Baluapuri, Apoorva, Hofstetter, Julia, Dudvarski Stankovic, Nevenka, Endres, Theresa, Bhandare, Pranjali, Vos, Seychelle Monique, Adhikari, Bikash, Schwarz, Jessica Denise, Narain, Ashwin, Vogt, Markus, Wang, Shuang-Yan, Düster, Robert, Jung, Lisa Anna, Vanselow, Jens Thorsten, Wiegering, Armin, Geyer, Matthias, Maric, Hans Michael, Gallant, Peter, Walz, Susanne, Schlosser, Andreas, Cramer, Patrick, Eilers, Martin, Wolf, Elmar
Molecular cell 2019 v.74 no.4 pp. 674-687.e11
DNA-directed RNA polymerase, cell growth, genes, mass spectrometry, mechanism of action, neoplasms, oncogene proteins, peptide elongation factors, transcription (genetics), transcriptional elongation factors
The MYC oncoprotein binds to promoter-proximal regions of virtually all transcribed genes and enhances RNA polymerase II (Pol II) function, but its precise mode of action is poorly understood.
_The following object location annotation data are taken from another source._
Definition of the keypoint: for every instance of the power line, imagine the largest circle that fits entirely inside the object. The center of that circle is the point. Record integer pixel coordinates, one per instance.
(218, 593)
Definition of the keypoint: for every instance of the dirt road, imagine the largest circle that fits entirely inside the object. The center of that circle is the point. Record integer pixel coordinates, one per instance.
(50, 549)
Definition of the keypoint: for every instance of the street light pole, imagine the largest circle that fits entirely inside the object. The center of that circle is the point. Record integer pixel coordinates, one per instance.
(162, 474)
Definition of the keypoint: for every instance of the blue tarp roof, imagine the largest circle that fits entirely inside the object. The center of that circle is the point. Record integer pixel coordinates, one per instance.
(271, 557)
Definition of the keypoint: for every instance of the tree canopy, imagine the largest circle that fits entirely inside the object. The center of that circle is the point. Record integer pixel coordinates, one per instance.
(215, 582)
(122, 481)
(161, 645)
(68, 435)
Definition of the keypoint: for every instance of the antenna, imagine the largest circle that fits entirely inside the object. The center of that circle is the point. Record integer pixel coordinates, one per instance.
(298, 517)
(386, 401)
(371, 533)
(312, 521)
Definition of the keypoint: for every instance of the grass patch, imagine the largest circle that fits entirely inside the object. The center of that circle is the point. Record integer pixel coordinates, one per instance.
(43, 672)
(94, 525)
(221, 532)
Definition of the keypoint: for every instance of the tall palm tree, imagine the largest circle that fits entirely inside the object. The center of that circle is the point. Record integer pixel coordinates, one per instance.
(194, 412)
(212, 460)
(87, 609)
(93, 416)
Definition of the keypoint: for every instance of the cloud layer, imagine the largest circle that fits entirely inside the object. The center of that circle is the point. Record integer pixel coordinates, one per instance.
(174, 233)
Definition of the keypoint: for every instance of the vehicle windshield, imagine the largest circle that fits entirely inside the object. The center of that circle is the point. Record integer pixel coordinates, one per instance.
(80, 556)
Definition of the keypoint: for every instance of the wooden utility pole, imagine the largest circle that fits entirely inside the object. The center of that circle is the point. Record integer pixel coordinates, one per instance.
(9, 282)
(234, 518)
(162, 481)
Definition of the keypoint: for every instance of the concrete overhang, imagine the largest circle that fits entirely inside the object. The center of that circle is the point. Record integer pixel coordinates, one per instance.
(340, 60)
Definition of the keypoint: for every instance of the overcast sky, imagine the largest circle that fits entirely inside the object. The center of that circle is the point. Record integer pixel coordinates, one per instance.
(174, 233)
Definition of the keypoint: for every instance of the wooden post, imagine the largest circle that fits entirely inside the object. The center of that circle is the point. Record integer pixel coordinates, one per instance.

Using mass spectrometry of both MYC and Pol II complexes, we show here that MYC controls the assembly of Pol II with a small set of transcription elongation factors that includes SPT5, a subunit of the elongation factor DSIF. MYC directly binds SPT5, recruits SPT5 to promoters, and enables the CDK7-dependent transfer of SPT5 onto Pol II. Consistent with known functions of SPT5, MYC is required for fast and processive transcription elongation. Intriguingly, the high levels of MYC that are expressed in tumors sequester SPT5 into non-functional complexes, thereby decreasing the expression of growth-suppressive genes. Altogether, these results argue that MYC controls the productive assembly of processive Pol II elongation complexes and provide insight into how oncogenic levels of MYC permit uncontrolled cellular growth.